The Upside-Down World of Negative Interest Rates

Below-zero rates risky, N.Y. Fed says
Photograph by Zachary Scott

Imagine a world of negative interest rates. Instead of paying you interest on deposits, your bank would charge you for storing cash in its vault. Instead of waiting until the last minute to pay your bills, you would pay them as quickly as possible in order to reduce the cash in your checking account. People would keep cash at home instead of in the bank. For the sake of convenience, they would clamor for denominations bigger than the $100 bill.

The source of these Alice in Wonderland scenarios is an Aug. 29 research note from the Federal Reserve Bank of New York called “If Interest Rates Go Negative … Or, Be Careful What You Wish For,” by economists Kenneth Garbade and Jamie McAndrews.

Garbade and McAndrews wrote the note in response to proposals for the Federal Reserve to impose negative interest rates on banks, proposals aimed at compelling banks to lend money instead of hoarding it in their reserve accounts at the Fed.

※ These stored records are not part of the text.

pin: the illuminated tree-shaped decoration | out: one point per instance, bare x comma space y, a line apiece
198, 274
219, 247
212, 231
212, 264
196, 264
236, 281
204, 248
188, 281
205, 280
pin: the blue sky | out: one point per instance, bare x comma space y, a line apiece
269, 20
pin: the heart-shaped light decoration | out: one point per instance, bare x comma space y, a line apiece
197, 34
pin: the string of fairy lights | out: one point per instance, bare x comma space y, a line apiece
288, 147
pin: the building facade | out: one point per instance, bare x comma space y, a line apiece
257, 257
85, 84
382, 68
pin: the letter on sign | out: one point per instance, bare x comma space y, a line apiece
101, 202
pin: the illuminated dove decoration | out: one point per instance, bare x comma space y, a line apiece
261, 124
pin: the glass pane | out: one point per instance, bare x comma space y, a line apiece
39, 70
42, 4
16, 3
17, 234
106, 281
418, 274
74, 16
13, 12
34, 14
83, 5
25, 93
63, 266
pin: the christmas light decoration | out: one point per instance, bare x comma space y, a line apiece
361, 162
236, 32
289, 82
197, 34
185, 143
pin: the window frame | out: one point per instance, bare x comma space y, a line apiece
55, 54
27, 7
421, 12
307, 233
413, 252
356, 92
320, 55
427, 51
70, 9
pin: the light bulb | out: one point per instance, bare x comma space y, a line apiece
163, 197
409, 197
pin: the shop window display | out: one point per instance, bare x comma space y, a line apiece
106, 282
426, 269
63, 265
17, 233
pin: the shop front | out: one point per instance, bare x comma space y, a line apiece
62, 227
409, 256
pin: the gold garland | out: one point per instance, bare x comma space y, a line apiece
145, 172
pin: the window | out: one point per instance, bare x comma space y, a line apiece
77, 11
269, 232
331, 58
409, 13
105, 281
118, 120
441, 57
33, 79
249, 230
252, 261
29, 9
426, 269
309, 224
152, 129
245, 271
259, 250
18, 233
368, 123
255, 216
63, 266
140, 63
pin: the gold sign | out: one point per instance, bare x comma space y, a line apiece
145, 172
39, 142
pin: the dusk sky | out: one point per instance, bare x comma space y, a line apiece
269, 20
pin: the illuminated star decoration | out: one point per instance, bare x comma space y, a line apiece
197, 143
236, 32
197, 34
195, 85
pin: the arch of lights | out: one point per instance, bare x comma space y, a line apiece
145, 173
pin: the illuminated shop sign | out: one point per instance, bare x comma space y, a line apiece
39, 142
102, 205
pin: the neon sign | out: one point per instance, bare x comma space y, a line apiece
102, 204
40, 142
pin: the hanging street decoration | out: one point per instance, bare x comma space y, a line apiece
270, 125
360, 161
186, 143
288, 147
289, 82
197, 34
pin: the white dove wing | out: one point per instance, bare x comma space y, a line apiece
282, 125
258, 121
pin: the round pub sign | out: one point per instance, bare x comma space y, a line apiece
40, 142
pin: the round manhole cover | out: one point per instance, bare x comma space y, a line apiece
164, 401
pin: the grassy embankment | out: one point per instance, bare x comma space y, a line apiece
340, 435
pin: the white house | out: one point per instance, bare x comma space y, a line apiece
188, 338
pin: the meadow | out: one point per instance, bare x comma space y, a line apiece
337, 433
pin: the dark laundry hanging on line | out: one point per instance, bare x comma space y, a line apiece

Currently, the Fed pays banks 0.25 percent annually on their excess reserves. Princeton University economist Alan Blinder, among others, has proposed flipping that around and charging banks 0.25 percent on their reserves. That would be a negative interest rate.

In their research note, the New York Fed economists take no position on Blinder’s idea. They don’t even directly address it, choosing instead to study the possible effects of an interest rate below negative 0.5 percent, which would obviously be more distortional than Blinder’s quarter-point proposal. Still, they make it clear that negative rates would shake up the financial system in ways that may not be immediately obvious. Under “significantly negative” rates, they say:

—”The largest denomination bill available today is the $100 bill. It would take ten thousand such bills to make $1 million. Ten thousand bills take up a lot of space, are costly to transport, and present significant security problems.”

—Special-purpose banks would spring up, holding nothing but cash “in a very large vault.”

—”A taxpayer might choose to make large excess payments on her quarterly estimated federal income tax filings, with the idea of recovering the excess payments the following April.”

—”A credit card holder might choose to make a large advance payment and then run down his balance with subsequent expenditures, reversing the usual practice of making purchases first and payments later.”

—”I might even go to my bank and withdraw funds in the form of a certified check made payable to myself, and then put that check in a drawer.”

—”People receiving payments will prefer checks (which can be held back from collection) to electronic transfers.”

Blinder, reached by phone on his way to the Jackson Hole, Wyo., monetary policy conference, says the New York Fed paper is irrelevant to his proposal because it considers a more extreme action. “They’re talking about far more drastic scenarios than anyone I’ve heard of is contemplating,” he says.